Inaugurada em 1963, a Kino International talvez seja a sala que melhor represente esse contraste. Por quase três décadas, o cinema oficial do regime comunista, situado na Karl Marx Allee, foi a sede das grandes estreias. Ali também trabalhavam, no subsolo, os funcionários da censura. O muro caiu e, hoje, ironia do destino, o International faz parte da Yorck Kinogruppe, rede que evitou a falência de vários cinemas de rua ao padronizar a programação com lançamentos comerciais, em sua maioria, norte-americanos.
Inaugurado em 1929, Babylon recebe mostras internacionais
Entre outras salas históricas administradas pela Yorck estão o Paris Cinema, o Delphi Filmpalast, o Kant Kino e o Babylon. Os dois primeiros ficam em Charlottenburg, centro da antiga Berlim Ocidental e antigo reduto da burguesia alemã. Já o Babylon, inaugurado em 1929 na Rosa-Luxemburg Strasse (em frente ao teatro Volksbühne, onde se formou Bertold Brecht), mantém-se fiel às influências humanistas, recebendo mostras de cinema mundial e apresentações especiais, como a homenagem com música ao vivo em memória de Nosferatu, clássico do expressionismo alemão que completa 90 anos, este ano.

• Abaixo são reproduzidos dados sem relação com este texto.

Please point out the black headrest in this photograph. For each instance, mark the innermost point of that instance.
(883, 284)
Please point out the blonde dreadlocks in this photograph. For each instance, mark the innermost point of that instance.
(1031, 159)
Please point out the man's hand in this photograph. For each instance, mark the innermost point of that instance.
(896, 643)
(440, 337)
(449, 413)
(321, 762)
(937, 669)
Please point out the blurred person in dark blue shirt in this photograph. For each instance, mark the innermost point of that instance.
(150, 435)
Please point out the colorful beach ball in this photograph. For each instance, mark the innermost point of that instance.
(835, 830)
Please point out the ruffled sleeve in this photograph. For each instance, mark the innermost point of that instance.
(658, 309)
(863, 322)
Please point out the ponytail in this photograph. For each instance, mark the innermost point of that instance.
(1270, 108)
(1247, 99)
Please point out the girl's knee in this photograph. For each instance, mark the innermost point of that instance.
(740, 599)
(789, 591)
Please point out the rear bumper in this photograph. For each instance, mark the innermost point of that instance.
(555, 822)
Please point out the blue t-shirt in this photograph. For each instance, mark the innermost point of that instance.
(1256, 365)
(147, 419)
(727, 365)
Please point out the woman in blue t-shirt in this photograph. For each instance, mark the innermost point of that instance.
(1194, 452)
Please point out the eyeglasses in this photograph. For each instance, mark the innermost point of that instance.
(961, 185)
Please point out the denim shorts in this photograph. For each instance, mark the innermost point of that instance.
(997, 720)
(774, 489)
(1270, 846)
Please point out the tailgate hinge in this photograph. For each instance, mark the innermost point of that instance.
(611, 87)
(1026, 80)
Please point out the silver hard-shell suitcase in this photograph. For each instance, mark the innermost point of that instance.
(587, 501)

No Potsdamer Platz, estão as salas tecnologicamente superiores, como as da rede CineStar (Sony Center) e o Cinemaxx. Região devastada pela Segunda Guerra, abandonada durante a Guerra Fria e, na última década, redesenhada como ícone do capitalismo megacorporativo, no qual se afirma a nova Berlim, o Potsdamer Platz foi o local eleito para abrigar o Berlinale Palast, complexo especialmente construído para o Festival de Berlim e que, uma vez por ano, se torna a maior referência em termos de conforto, tamanho de tela e projeção cristalina. Anualmente, a Berlinale também se apropria do Friedrichstadt Palast, luxuoso palco dedicado a espetáculos de dança, que, equipado apropriadamente, se transforma em espaço de excelência, como foi a sessão de Taxi Driver, de Martin Scorsese, restaurado em digital 4K. Também no Potsdamer Platz, a Deutsche Kinemathek tem uma programação de clássicos, como a mostra Fritz Lang, legendário diretor de Metropolis.

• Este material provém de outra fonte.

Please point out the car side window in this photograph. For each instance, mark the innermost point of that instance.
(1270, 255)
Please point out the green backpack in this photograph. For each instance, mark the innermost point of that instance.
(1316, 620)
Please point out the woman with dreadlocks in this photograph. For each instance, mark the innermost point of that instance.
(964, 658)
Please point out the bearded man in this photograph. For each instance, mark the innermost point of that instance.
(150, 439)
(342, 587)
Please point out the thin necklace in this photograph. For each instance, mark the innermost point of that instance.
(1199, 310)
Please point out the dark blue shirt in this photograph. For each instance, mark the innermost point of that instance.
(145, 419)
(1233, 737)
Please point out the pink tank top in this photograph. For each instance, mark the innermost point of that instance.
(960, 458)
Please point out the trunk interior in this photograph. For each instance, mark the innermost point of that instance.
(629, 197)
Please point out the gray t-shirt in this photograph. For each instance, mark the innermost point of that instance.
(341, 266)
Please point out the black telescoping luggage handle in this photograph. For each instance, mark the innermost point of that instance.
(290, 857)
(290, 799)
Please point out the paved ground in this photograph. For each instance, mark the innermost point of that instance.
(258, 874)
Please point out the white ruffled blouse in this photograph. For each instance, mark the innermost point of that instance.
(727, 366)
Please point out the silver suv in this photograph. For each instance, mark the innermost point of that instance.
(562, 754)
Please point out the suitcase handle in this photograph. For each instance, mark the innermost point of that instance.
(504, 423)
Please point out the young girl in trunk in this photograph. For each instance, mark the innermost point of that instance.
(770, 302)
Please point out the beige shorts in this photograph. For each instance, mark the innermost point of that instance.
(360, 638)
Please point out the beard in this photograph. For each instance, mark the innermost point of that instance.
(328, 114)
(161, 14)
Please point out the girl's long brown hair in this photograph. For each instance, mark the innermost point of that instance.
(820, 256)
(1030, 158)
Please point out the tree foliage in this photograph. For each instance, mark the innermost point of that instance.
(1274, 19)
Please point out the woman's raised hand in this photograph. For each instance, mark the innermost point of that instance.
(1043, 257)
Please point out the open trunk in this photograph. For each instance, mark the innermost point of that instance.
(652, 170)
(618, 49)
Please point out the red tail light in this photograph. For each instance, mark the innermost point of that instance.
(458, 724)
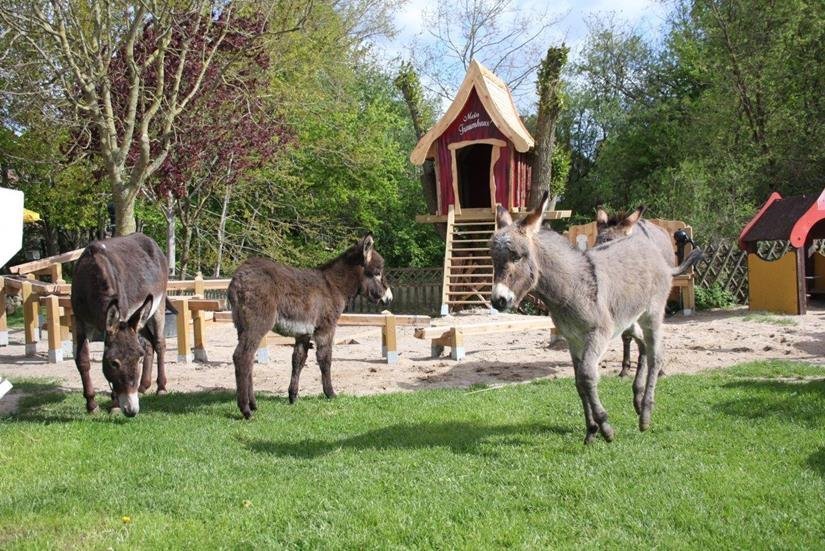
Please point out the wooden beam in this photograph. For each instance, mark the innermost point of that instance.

Nos intervalos das sessões do Kino Central, cinéfilos se encontram no Café Cinema
No entanto, nada supera a experiência de frequentar as pequenas salas alternativas, encontradas principalmente em redutos ideologicamente libertários, de diversidade étnica e cultural, como nos bairros de Kreuzberg, Friedrichshain, Schöneberg e Neukölln. No Eiszeit, por exemplo, pude assistir a Jimi & das Fehmarn Festival, documentário sobre a influência de Jimi Hendrix, que se apresentou em Hamburgo e deixou marcas na cultura local. De inspiração anarquista, no Regenbogen Kino é possível deixar as crianças no playground durante a sessão. E, se sua bicicleta quebrar, basta pagar um euro para usar a oficina ao lado. No Kino Central, após o filme, vale conhecer o Café Cinema, contíguo à sala. Além do bom cardápio e decoração, é um tradicional ponto de encontro para cinéfilos e afins.
Esse é apenas um recorte, entre tantos possíveis, ao explorar o circuito de cinemas de Berlim, cuja diversidade permite revelar não somente filmes inesperados, mas as diferentes faces de uma cidade.
ANDRÉ DIB, jornalista.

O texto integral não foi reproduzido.